Milano-Cuneo, Lucca-Roma, Bari-L’Aquila… Come tratte di media percorrenza delle future Ferrovie dello Stato. Quello del 1914 è un Giro in clima di guerra. Sabotaggi, chiodi sulle strade, corridori squalificati o dispersi. Partiti in 81, arrivano a Milano in otto. Toccano pure il Sestriere sotto la neve, passa per primo Angelo Gremo. A piedi. E’ del 1914 la tappa più lunga mai corsa al Giro, la Lucca-Roma di 430 km, vince Girardengo, col compagno Bordin che rimane solo in avanscoperta per 350 km e 14 ore di corsa. Del ’14 anche la velocità media più bassa (23,374 km/h), il distacco più alto sul secondo (1 ora, 55 minuti e 26 secondi), il maggior tempo di percorrenza di una tappa (Bari-L’Aquila, 19 ore, 20 minuti e 47 secondi) e il minor numero di corridori al traguardo finale. Nella Bari-L’Aquila Azzini va in crisi sul Macerone e viene ritrovato il giorno dopo in un granaio a Barisciano. Per Calzolari, reo di essersi attaccato ad una macchina sulla salita delle Svolte, l’Unione Velocipedista Italiana chiede la squalifica e al traguardo di Milano proclama vincitore Pierino Albini. Solo nel febbraio del 1915 il tribunale dà ragione alla Gazzetta e conferma la vittoria di Calzolari.

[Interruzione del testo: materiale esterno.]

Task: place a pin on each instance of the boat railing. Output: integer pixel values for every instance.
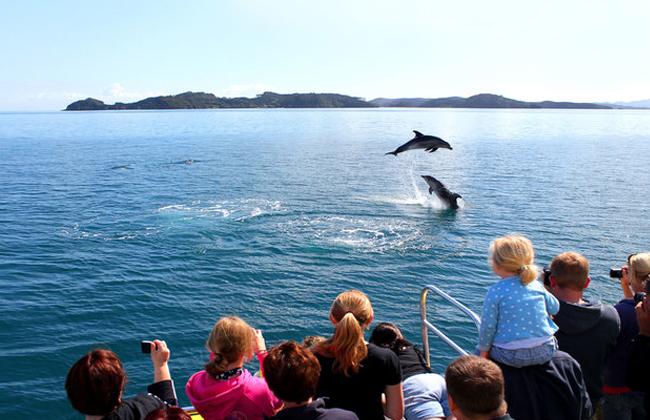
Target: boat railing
(428, 326)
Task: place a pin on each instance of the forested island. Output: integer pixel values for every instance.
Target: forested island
(202, 100)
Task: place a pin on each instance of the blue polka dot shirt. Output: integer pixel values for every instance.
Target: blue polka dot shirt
(513, 312)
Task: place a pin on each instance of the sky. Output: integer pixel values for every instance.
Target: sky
(55, 52)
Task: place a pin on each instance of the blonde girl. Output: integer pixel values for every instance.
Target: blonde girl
(619, 400)
(355, 374)
(224, 388)
(516, 325)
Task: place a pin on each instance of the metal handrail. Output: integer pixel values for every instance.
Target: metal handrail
(426, 325)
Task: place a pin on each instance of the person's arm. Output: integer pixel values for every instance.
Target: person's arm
(394, 401)
(628, 293)
(638, 368)
(163, 386)
(552, 304)
(159, 357)
(488, 329)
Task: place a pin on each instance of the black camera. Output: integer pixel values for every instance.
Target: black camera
(546, 276)
(639, 296)
(145, 346)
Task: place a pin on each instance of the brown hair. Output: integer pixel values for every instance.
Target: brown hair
(94, 383)
(570, 270)
(230, 338)
(515, 254)
(476, 385)
(292, 372)
(351, 312)
(168, 413)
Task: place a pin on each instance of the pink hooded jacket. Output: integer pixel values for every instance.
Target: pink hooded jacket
(243, 397)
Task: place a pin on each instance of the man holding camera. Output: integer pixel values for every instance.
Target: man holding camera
(639, 368)
(587, 331)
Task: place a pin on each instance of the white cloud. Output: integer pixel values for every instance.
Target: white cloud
(116, 92)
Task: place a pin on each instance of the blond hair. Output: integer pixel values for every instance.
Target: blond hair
(639, 266)
(230, 338)
(514, 254)
(351, 312)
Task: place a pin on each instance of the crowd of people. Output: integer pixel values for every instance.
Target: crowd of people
(544, 352)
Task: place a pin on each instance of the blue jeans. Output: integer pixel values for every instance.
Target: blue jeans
(425, 397)
(525, 357)
(623, 406)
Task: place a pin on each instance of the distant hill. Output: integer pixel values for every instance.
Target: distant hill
(201, 100)
(643, 104)
(483, 100)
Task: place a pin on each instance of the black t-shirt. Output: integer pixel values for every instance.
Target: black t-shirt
(360, 392)
(316, 410)
(160, 395)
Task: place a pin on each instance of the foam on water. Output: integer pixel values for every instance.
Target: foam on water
(286, 209)
(238, 210)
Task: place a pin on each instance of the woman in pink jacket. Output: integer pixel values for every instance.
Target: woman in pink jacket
(225, 390)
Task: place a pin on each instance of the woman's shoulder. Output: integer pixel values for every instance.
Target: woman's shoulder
(136, 407)
(381, 354)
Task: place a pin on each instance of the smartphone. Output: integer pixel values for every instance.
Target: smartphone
(146, 346)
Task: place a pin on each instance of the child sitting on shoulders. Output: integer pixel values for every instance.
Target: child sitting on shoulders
(516, 325)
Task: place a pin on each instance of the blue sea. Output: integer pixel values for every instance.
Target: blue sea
(108, 237)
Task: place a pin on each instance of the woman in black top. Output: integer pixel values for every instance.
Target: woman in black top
(95, 383)
(425, 392)
(354, 375)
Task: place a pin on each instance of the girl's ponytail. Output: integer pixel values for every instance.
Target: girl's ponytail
(514, 254)
(230, 339)
(217, 365)
(527, 273)
(351, 313)
(348, 345)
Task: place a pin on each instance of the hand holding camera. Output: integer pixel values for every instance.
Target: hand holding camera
(643, 315)
(160, 354)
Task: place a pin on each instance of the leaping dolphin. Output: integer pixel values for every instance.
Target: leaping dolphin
(442, 192)
(420, 141)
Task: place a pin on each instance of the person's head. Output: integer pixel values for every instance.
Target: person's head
(570, 270)
(168, 413)
(230, 341)
(513, 255)
(95, 382)
(351, 313)
(475, 388)
(639, 270)
(292, 372)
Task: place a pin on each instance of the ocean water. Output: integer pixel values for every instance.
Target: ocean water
(106, 239)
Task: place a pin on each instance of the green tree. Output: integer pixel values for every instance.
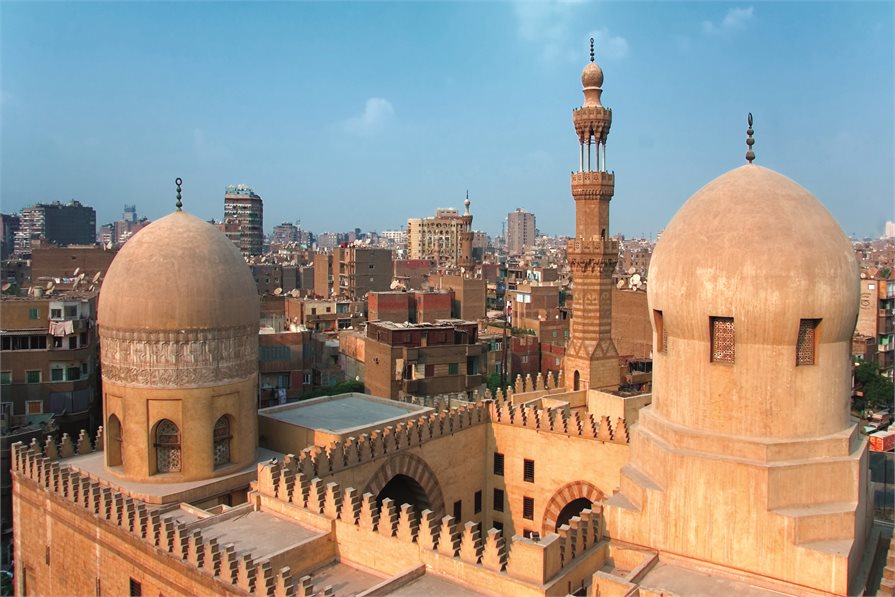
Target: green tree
(877, 389)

Un ostacolo imprevisto nel giro del 1922

Crollato il fronte austriaco sul Grappa, il nemico in rotta ad est del Piave, si ricomincia nel 1919. Il primo Giro di Girardengo, al comando dalla prima all’ultima tappa. Costante, cogli occhialoni da metalmeccanico sopra il berretto e la gloriosa maglia della Maino. Si attraversa un’Italia martoriata dalla guerra. Strade e ponti ancora distrutti, i corridori attraversano a piedi il Tagliamento prosciugato. Sono le stesse case ciclistiche a fornire le bici ai reduci dal fronte. L’irredentismo contagia anche il Giro, la prima tappa arriva a Trento, la seconda a Trieste. E il giorno dopo si spingerà fino a Fiume tra ali di folla festante all’arrivo dei corridori. Ancora Girardengo nel ’21 vince le prime quattro tappe ma nella Chieti -Napoli cade e rompe la bici. Gli avversari lo attaccano ma lui torna in sella e insegue stremato fino all’Altopiano delle cinque miglia. Dolorante, si ferma sulla vetta e traccia una croce sulla terra: “Girardengo si ferma qui”. Il marchio Giro d’Italia nasce ufficialmente nel 1922, quando La Gazzetta dello Sport lo deposita alla Regia Prefettura di Milano. L’anno dopo vengono ripresi gli arrivi e nascono le scommesse sul Giro: nella terza tappa con arrivo a Firenze (vince sempre il Gira), la giuria è costretta ad assegnare la vittoria ex aequo anche al fiorentino Pietro Linari, minacciata dai suoi concittadini. Solo due giorni dopo, lontana dalla Toscana, conferma vincitore il solo Girardengo.